On February 28, the United States and Israel launched a military operation against Iran, which had refused to halt its nuclear weapons program. In response to massive airstrikes, Iran attacked NATO military bases and critical infrastructure in neighboring countries — the UAE, Qatar, and Saudi Arabia — using drones.
Long before this war in the Middle East, Russia had already started using Iranian “Shahed” drones against Ukraine. The first Shaheds were shot down over Ukraine in the fall of 2022. At that time, NAKO’s research showed that these Iranian-made drones contained microelectronics from the U.S., Japan, Canada, and Switzerland. The types of components varied, but it was clear that they significantly enhanced the overall effectiveness of the Shaheds.

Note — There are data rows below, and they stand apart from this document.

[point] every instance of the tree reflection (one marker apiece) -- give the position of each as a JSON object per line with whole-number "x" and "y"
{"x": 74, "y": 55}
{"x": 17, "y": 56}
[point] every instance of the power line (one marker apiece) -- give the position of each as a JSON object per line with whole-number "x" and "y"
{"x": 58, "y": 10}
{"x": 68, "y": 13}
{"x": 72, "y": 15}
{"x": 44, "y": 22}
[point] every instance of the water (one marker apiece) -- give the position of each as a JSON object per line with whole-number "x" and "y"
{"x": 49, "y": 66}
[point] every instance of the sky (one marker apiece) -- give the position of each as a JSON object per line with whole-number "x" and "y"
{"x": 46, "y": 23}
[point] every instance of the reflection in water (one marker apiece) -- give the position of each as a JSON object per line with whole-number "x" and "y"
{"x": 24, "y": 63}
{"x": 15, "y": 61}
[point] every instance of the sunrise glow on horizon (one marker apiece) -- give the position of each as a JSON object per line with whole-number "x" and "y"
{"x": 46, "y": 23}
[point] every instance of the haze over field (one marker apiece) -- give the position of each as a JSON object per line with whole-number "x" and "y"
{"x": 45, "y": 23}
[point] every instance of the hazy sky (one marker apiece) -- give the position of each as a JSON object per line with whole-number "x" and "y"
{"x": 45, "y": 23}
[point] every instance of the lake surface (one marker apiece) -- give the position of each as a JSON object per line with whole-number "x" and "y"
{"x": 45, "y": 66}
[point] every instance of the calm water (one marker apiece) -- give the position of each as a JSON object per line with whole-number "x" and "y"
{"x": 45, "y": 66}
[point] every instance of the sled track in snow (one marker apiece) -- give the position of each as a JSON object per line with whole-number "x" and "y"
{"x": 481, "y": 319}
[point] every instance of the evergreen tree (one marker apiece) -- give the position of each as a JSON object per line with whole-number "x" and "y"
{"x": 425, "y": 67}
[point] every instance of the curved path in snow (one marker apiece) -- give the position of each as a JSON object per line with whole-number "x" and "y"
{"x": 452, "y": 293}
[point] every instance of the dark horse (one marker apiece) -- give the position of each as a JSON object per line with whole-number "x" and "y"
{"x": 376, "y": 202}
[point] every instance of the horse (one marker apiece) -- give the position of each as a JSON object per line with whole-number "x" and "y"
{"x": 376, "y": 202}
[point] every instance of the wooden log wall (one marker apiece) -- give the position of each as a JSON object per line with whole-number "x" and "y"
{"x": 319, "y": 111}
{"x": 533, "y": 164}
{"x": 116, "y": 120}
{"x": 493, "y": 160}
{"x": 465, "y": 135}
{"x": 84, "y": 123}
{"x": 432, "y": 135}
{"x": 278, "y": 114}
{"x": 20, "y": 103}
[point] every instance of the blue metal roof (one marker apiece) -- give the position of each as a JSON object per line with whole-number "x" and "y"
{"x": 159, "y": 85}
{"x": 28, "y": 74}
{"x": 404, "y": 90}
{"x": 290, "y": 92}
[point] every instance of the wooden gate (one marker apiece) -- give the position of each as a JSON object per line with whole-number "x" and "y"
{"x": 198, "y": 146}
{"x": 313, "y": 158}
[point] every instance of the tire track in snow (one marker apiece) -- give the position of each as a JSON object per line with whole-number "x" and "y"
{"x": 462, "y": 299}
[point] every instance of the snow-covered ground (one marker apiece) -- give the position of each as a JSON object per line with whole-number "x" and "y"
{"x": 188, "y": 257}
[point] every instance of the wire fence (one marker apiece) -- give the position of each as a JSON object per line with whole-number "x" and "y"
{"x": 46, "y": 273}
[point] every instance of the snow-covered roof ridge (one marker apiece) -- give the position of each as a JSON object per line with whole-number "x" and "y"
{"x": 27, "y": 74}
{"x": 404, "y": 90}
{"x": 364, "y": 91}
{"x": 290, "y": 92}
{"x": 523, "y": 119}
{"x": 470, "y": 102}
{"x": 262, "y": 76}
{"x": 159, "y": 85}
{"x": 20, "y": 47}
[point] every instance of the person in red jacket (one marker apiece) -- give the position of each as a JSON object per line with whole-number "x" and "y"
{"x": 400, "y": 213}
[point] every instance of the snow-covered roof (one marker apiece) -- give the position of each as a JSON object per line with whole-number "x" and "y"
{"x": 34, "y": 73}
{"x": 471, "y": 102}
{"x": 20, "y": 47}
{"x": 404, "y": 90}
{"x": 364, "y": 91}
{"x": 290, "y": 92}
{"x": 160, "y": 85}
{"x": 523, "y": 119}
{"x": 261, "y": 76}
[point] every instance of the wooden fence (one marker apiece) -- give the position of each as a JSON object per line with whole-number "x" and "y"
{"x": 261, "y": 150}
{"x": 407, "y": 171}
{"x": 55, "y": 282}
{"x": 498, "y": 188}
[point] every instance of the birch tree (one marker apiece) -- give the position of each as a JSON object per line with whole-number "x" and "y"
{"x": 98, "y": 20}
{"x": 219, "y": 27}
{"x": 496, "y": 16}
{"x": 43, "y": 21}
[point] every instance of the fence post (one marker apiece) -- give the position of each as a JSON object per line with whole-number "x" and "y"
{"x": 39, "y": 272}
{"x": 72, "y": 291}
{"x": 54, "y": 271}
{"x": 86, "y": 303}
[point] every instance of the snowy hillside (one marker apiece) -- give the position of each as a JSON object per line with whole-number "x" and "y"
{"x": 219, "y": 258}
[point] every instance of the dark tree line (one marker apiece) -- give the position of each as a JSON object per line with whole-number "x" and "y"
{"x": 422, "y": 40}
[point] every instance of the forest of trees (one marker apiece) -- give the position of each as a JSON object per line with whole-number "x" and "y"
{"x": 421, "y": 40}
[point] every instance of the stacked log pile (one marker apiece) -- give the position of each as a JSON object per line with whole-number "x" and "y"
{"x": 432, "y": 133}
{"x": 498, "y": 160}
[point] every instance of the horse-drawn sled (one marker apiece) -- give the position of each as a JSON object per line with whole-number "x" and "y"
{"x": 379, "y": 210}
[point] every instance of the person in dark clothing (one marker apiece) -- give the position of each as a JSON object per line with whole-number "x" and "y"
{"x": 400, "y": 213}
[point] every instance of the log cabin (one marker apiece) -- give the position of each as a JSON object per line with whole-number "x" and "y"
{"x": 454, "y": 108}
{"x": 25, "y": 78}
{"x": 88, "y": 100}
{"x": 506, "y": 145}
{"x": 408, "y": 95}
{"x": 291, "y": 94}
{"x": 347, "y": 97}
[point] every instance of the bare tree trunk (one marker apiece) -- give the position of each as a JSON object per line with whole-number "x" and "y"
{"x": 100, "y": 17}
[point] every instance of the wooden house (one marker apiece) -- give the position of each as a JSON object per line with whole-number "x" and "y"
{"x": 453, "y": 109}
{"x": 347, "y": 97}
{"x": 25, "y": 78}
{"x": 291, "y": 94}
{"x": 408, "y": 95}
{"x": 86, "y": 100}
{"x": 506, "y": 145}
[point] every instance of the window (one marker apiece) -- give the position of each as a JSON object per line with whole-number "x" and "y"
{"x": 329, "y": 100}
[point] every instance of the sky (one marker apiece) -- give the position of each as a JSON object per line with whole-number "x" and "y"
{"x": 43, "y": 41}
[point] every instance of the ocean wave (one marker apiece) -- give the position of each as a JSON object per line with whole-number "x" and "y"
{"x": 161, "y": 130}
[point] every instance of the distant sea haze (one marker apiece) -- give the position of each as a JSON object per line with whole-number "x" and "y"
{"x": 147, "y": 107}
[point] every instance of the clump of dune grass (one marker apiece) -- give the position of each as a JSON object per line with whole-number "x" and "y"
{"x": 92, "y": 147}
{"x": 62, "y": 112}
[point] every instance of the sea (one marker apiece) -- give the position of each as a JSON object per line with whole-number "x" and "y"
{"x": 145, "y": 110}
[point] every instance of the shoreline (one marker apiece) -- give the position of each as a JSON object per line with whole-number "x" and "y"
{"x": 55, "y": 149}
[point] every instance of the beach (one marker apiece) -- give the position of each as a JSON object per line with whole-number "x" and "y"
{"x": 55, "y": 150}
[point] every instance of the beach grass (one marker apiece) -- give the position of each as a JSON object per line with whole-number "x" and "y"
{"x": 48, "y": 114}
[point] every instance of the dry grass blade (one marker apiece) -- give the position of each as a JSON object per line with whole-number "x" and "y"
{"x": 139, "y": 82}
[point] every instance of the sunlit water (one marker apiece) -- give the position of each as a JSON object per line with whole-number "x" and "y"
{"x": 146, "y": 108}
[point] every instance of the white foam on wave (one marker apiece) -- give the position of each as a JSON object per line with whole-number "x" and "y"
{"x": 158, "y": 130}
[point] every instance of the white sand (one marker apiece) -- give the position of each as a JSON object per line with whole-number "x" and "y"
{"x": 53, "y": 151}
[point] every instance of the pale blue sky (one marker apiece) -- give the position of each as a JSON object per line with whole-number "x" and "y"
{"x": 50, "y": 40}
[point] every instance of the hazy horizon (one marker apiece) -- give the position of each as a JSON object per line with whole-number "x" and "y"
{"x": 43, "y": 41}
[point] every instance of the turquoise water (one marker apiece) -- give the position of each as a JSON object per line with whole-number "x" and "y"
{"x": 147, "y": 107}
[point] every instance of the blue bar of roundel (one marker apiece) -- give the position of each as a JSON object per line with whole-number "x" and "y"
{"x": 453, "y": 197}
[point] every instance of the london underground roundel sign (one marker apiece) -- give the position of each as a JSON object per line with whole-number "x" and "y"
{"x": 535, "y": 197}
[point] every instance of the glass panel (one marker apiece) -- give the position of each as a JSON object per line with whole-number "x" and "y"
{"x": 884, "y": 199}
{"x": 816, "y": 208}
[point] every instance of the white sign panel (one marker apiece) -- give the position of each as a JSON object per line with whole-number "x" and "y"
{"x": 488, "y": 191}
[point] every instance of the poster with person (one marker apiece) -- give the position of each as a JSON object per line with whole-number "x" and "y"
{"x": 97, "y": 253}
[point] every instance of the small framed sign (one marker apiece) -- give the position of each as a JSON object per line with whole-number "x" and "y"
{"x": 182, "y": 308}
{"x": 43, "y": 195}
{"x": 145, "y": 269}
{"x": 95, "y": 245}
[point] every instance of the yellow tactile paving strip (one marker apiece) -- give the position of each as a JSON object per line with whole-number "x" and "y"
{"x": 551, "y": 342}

Over the past four years, Iran and Russia have exchanged experience to modify these drones and scale up production. While Russia attacked Ukraine with 120 Shaheds in December 2022, by December 2025 the number exceeded 5,000, according to open-source data.
Both authoritarian regimes gain access to Western technologies despite sanctions, in part through intermediary companies in third countries — including in the Middle East.
“The war you ignore becomes the threat you import. Gulf logistics hubs helped move Western tech into Iranian drones used against Ukraine. Today those drones are hitting the Gulf,” noted NAKO Executive Director Olena Tregub.
This is just one example of military-political cooperation between authoritarian regimes. Yet it shows that deepening such cooperation threatens not only Ukraine or the Middle East — but global security as well.